Education, Experience and Wages
Percentchange in earnings
New Workers (1-5 years experience)      
from 1979 to 1987


Less than 12 years of school             -15.8%
High school degree                       -19.8
16 or more years of school               +10.8

Old Workers (26-35 years of experience)
Less than 12 years of school             -1.9
High school degree                       -2.8
16 or more years of school               +1.8


Red Arrow

I suppose we could start a statistics war but I expect we both have better things to do.

I prefer the concept of bringing up everyone economically rather than bringing up the bottom by lowering the top. Creating new wealth (not just printing money) will allow this. Simple redistribution of existing wealth will not.

Be careful what you wish for when trying to equalize wealth.  Several people here have found to their surprise that they are in the wealthy category.  Granted, they aren't living in cardboard boxes along the river but they do not have enough money to be worry free.

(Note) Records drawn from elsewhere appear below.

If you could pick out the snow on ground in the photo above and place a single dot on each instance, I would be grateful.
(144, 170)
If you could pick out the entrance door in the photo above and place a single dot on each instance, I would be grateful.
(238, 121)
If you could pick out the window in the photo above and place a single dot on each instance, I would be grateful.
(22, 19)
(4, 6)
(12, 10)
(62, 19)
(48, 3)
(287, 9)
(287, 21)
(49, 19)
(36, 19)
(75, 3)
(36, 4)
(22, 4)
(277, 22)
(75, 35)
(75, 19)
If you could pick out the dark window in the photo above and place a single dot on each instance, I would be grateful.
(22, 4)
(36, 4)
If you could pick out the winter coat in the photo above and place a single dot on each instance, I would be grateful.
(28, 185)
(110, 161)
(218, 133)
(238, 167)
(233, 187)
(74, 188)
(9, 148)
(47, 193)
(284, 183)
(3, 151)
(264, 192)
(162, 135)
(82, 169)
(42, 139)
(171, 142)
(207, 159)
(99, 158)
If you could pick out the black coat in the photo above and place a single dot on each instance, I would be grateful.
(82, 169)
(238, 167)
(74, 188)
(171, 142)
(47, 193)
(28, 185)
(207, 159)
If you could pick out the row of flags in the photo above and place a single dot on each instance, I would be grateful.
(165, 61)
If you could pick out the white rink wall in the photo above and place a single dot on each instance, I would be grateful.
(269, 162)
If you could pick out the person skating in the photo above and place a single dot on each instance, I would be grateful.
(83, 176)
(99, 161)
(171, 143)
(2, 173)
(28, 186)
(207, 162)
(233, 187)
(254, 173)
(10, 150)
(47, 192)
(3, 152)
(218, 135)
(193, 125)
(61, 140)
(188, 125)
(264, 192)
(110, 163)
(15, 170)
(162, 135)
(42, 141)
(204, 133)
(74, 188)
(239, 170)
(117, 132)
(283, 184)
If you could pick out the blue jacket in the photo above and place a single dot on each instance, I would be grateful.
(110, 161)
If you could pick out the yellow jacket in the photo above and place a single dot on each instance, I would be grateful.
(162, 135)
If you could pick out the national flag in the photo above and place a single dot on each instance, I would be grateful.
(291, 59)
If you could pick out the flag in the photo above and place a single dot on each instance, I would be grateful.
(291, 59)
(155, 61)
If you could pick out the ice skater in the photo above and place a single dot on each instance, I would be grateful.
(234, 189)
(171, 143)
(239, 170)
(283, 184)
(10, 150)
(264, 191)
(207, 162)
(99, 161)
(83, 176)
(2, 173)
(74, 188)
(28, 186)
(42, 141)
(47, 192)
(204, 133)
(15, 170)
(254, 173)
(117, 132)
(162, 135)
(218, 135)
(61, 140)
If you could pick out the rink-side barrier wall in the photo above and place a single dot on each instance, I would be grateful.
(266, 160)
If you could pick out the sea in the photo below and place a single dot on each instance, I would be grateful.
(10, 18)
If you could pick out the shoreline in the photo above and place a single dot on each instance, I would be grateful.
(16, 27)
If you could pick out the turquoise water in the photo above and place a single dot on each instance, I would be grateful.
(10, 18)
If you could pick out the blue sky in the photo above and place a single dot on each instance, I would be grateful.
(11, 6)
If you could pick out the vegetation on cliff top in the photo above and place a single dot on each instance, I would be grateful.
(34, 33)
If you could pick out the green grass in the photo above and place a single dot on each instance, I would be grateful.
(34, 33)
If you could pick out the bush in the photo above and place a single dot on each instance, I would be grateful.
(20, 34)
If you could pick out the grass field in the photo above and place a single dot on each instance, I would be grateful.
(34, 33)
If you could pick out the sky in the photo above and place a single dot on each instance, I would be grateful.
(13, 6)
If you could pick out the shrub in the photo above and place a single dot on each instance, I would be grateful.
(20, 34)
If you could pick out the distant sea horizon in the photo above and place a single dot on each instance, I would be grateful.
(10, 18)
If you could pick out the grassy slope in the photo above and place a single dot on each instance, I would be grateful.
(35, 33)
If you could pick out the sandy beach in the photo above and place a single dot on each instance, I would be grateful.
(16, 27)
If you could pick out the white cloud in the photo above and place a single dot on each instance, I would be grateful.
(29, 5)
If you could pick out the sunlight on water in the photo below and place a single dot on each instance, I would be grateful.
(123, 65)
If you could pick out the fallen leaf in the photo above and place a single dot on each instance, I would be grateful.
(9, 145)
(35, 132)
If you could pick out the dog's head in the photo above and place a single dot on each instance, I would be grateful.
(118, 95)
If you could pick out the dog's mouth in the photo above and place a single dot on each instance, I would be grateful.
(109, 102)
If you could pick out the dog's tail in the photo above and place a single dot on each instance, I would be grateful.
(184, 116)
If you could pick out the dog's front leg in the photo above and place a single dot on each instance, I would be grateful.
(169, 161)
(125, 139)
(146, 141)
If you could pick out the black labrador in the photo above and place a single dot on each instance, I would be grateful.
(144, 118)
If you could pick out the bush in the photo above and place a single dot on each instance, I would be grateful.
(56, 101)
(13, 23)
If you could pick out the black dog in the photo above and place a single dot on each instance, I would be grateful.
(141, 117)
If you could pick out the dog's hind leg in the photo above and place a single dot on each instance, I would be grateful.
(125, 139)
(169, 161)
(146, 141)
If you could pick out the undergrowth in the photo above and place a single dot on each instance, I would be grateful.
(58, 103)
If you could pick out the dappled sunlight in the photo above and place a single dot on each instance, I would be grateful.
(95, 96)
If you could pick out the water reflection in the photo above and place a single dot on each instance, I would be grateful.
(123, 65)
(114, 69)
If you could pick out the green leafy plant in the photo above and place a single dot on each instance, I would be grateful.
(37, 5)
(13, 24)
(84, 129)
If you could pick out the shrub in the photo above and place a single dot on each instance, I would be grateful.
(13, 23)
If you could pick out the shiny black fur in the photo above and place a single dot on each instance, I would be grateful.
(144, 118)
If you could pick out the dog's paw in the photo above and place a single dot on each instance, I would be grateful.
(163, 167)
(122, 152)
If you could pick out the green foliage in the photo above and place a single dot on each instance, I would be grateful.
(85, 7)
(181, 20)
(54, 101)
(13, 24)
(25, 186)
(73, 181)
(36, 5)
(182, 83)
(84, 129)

Accumulation of great wealth is not always bad. I know I couldn't finance the research that Bill Gates and Warren Buffett are sponsoring. Andrew Carnegie and others that we know the names of would probably be just a name in the history books if they only had a moderate amount of money. I know in some cases the fabulously wealthy got that way on the backs of the workers. Who knows why they finally decided to give back to society. It's hard to be a philanthropist without money.

At the other end, if we ignore the needs of the poor, we will earn another French Revolution.

The answer is somewhere in the middle. Republicans and Democrats will probably always disagree on how to get there.